At the end of the article, I predicted that the EU would further shore up their privacy laws as business between U.S. and EU increased.
To anyone that follows EU law, my predication was more of an inevitability given the fast-paced development of EU privacy laws.
EU Privacy Law Just Got Tougher (Again).
Thus, it came as no surprise when the Financial Times reported this week that the EU just adopted a tougher e-privacy directive governing data protection and the use of internet tracking software.
Although the new EU guidelines are specific to the advertising industry, they highlight the increasing rigidity of EU privacy laws. These laws have significant implications for litigation based in the United States.
Gathering Evidence for U.S. Litigation
Collecting evidence for U.S. litigation among domestic states can be a challenging task.

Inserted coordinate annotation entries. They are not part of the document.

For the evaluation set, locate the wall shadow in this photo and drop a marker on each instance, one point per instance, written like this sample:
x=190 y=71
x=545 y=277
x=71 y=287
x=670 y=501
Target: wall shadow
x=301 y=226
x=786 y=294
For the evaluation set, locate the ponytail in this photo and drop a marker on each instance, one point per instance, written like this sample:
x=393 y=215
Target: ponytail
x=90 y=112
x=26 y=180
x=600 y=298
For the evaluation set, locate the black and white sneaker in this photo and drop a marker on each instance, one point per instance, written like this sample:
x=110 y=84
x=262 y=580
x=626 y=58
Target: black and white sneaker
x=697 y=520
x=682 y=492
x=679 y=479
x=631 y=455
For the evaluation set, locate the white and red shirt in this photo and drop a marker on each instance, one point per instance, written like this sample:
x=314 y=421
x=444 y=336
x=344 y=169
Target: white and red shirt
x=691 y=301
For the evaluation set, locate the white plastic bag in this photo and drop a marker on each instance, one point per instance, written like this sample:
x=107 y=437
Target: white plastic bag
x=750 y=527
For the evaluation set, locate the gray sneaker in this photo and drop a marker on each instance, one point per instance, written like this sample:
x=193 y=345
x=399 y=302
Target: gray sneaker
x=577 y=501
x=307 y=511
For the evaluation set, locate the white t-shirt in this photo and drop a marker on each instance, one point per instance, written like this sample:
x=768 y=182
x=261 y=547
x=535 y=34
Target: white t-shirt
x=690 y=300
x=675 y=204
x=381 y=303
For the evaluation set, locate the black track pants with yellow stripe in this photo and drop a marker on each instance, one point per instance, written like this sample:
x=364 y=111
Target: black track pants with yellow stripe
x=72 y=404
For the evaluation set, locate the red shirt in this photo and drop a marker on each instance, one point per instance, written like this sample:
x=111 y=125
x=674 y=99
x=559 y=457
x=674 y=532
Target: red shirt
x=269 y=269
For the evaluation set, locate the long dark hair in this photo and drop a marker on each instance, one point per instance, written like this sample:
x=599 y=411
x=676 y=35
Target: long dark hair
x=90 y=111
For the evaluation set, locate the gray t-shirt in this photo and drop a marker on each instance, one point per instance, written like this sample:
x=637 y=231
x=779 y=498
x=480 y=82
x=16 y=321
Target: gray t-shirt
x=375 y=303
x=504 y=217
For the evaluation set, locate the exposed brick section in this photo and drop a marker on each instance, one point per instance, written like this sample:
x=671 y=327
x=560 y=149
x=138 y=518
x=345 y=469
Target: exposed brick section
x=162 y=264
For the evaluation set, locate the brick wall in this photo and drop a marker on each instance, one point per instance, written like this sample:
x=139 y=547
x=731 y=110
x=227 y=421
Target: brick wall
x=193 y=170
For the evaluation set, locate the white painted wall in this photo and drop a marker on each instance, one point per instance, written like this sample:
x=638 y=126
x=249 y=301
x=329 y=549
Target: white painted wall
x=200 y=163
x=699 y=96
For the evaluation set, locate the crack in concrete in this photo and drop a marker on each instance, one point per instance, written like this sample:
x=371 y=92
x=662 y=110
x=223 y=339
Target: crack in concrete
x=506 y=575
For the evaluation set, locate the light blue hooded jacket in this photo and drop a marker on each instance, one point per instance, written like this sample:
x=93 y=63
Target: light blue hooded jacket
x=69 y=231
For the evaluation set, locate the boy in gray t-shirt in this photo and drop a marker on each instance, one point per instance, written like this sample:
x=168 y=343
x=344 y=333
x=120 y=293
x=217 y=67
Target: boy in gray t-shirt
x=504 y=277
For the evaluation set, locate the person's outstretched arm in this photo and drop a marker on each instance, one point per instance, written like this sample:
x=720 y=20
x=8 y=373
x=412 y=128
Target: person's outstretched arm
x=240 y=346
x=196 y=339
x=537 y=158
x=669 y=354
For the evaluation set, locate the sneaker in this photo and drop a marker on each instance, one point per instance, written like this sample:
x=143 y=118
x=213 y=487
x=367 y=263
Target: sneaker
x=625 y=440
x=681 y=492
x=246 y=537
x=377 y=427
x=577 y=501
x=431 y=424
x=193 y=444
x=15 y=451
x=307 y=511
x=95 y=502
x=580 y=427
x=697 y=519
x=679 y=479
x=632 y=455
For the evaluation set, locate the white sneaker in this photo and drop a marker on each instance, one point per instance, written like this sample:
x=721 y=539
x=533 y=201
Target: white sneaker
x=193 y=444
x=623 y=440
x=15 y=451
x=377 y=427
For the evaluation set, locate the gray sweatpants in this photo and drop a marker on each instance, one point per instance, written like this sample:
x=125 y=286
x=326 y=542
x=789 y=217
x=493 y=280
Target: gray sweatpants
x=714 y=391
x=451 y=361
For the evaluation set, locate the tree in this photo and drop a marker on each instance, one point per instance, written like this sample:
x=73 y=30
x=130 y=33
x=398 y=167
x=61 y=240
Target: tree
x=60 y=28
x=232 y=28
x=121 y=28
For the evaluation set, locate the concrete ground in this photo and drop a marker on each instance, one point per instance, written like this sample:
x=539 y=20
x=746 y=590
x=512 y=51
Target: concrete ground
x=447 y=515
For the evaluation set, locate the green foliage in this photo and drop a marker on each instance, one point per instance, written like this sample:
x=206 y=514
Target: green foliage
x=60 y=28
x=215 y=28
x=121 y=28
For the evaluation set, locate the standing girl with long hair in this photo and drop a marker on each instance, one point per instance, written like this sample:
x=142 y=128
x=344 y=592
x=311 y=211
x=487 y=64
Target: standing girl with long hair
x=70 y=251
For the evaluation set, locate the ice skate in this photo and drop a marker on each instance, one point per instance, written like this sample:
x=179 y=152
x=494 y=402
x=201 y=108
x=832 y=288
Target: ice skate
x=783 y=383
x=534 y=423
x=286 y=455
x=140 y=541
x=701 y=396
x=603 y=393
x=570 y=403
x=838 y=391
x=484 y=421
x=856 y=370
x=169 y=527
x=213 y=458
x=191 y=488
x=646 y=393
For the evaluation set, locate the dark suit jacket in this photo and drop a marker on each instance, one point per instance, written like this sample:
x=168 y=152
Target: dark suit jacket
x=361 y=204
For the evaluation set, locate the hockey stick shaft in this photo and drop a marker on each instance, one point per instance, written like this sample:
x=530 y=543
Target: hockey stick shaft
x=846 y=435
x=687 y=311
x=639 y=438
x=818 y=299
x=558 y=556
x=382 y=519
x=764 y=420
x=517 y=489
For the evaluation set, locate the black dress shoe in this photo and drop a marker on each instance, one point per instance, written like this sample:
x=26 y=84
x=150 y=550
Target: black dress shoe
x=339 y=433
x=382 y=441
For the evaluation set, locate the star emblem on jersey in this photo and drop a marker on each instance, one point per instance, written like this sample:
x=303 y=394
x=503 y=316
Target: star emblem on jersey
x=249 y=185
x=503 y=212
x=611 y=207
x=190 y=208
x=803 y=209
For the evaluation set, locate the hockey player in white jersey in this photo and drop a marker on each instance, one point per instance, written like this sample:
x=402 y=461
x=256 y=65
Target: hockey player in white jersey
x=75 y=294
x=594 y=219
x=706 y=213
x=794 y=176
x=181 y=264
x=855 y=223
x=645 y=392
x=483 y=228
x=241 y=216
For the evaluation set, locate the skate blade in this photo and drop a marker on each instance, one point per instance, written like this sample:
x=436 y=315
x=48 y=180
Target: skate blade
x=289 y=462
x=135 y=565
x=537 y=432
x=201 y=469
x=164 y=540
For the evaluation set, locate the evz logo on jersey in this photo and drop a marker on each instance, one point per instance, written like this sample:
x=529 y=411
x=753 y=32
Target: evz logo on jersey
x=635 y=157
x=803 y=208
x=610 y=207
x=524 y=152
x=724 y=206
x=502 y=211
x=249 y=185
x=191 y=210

The task becomes backbreaking when dealing with EU nations. While not an impossible endeavor, it does require that attorneys become familiar with the requirements of EU data privacy law to ensure that data will be available upon request. Doing so will ensure that an e-discovery demand won’t expose their clients to prosecution for violation of EU data privacy laws.
Any litigation reaching the European continent promises to frustrate and confound with a level of complexity not normally present in a purely American lawsuit. It is imperative that counsel confer with their clients as to the laws that will govern data created in the EU.
This will guide clients in implementing procedures designed to streamline the flow of data should litigation ever occur. It is equally essential to have access to lawyers versed in European law when litigation does arise. In this manner, the e-discovery can be conducted in the EU itself, which will limit the risk of any liability for violation of its data privacy laws.
European Union Privacy Laws
Privacy laws in the European Union derive from EU Directive 95/46/EC and protect personal data from disclosure in virtually all cases. The protection afforded by this directive is in sharp contrast to Federal Rule of Civil Procedure 26, which mandates that parties disclose relevant information regarding “any matter not privileged.”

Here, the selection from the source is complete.